Sicily, Italy’s largest Island with a land mass of 25,708 km2, is nestled in the Mediterranean Sea circled by a number of delectable islands, including the fashionable Aeolian isles. Hosting extensive beaches along the coasts, authentic little fishing villages, unspoilt hills and mountains, along with Europe’s largest active volcano – Etna, Sicily has a multitude of abundant natural landscapes. Budget airlines fly to Palermo, Catania and Comiso or travel by ferry boat from Naples on Italy’s Amalfi Coast and Genoa in Northern Italy.
In the 8th century BC the first Greek settlers arrived Sicily and established the beginning of a great history. After a long flowering Greek period (there are numerous ancient Greek temples in Sicily) Sicily was conquered by the Romans and after an Arabic stage in the Middle Ages, it was a playground for many different European royal families. Norman, German, French, Spaniards and Austrians alternately ruled the island and were the catalyst for the wonderful Baroque architecture in Sicily.
It’s Italy, but it’s different. Most
Sicilians consider themselves, and their island, a separate entity. Coming from the Italian mainland, it’s very noticeable that Sicily has a different feel. The hustle and bustle of modern life is replaced with a relaxing atmosphere of a different world. With unrelenting sandy and lava beaches, picturesque coves and sulphorous mud baths, its volcanic origins are strong. Travel inland and towns and villages seem stuck in a time long forgotten, where serenity and tranquility rule.
The Godfather connection
Sicily evokes backdrops from the Godfather films: scented orange and lemon groves, picture-perfect crystal blue water beaches and an amazing culinary variety of the local foods Sicily has to offer, in particular; couscous, fresh fish and various Sicilian specialities including the famous Arabic inspired ‘il cannolo’ – pastry tubes filled with a sweet ricotta cream.
Where to go?
There are no less than six UNESCO World Heritage sites in Sicily, giving this vibrant and richly historic island plenty to occupy its many global visitors. Mount Etna, the beaches, the archaeological sites, and historic cities such as Palermo, Catania, Syracuse and Ragusa are the favourite tourist destinations, but the old town of Taormina and the neighbouring seaside resort of Giardini Naxos draw visitors from all over the world, as does the lovely seaside town Cefalù, or the hill-top city of Agrigento. Then there is also the Aeolian Islands, the Pelagie Islands and Capo d’Orlando. Many Mediterranean cruise ships stop in Sicily, and many wine tourists visit the island.

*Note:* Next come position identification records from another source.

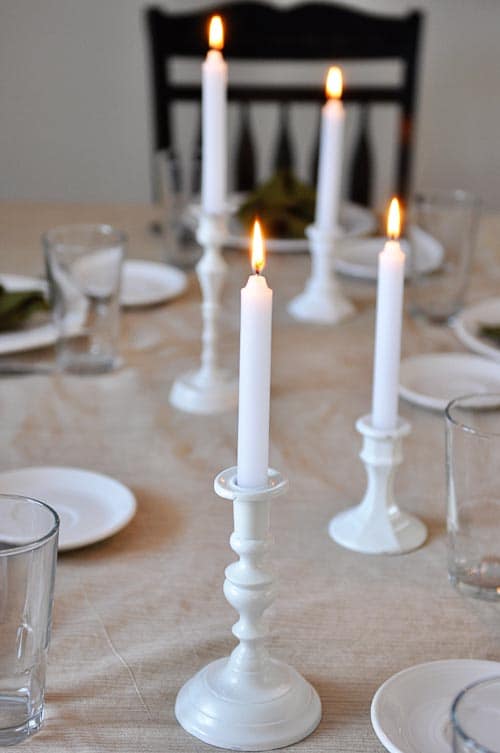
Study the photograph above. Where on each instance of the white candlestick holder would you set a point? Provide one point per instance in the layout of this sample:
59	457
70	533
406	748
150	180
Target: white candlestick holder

The property side of things
Property prices have not yet reached the dizzy heights of some of the more well-known Italian regions such as central Tuscany. However, this island is slowly growing in interest from international property buyers as it invests more and more in tourism and any concerns about the legacy of Mafia connections fade. There are different seaside apartments, countryside villas and holiday complexes to suit all tastes and budgets.
For example, around Campofelice di Roccella, a small charming seaside town on the northern coast, just half an hour’s drive from Palermo, prices range from around €800 to €1,000 per sqm in the town and from around €1,600 to €2,400 per sqm in holiday complex apartments that are just a stone’s throw away from the beach. This means that you could be relaxing on the golden beaches of Sicily for as little as €98,000 (for a two-bedroom 60m2 apartment).
The principal city of Palermo, with it’s antique architecture and fabulous food markets and restaurants, is more expensive with prices from around €2,400 to €3,800 per sqm. The nearby trendy beach town of Mondello is also worth checking out.
Owning a property in Sicily, whether as a permanent residence or holiday home, opens up significant opportunities for rentals, particularly in the warmer seasons right from March through to October.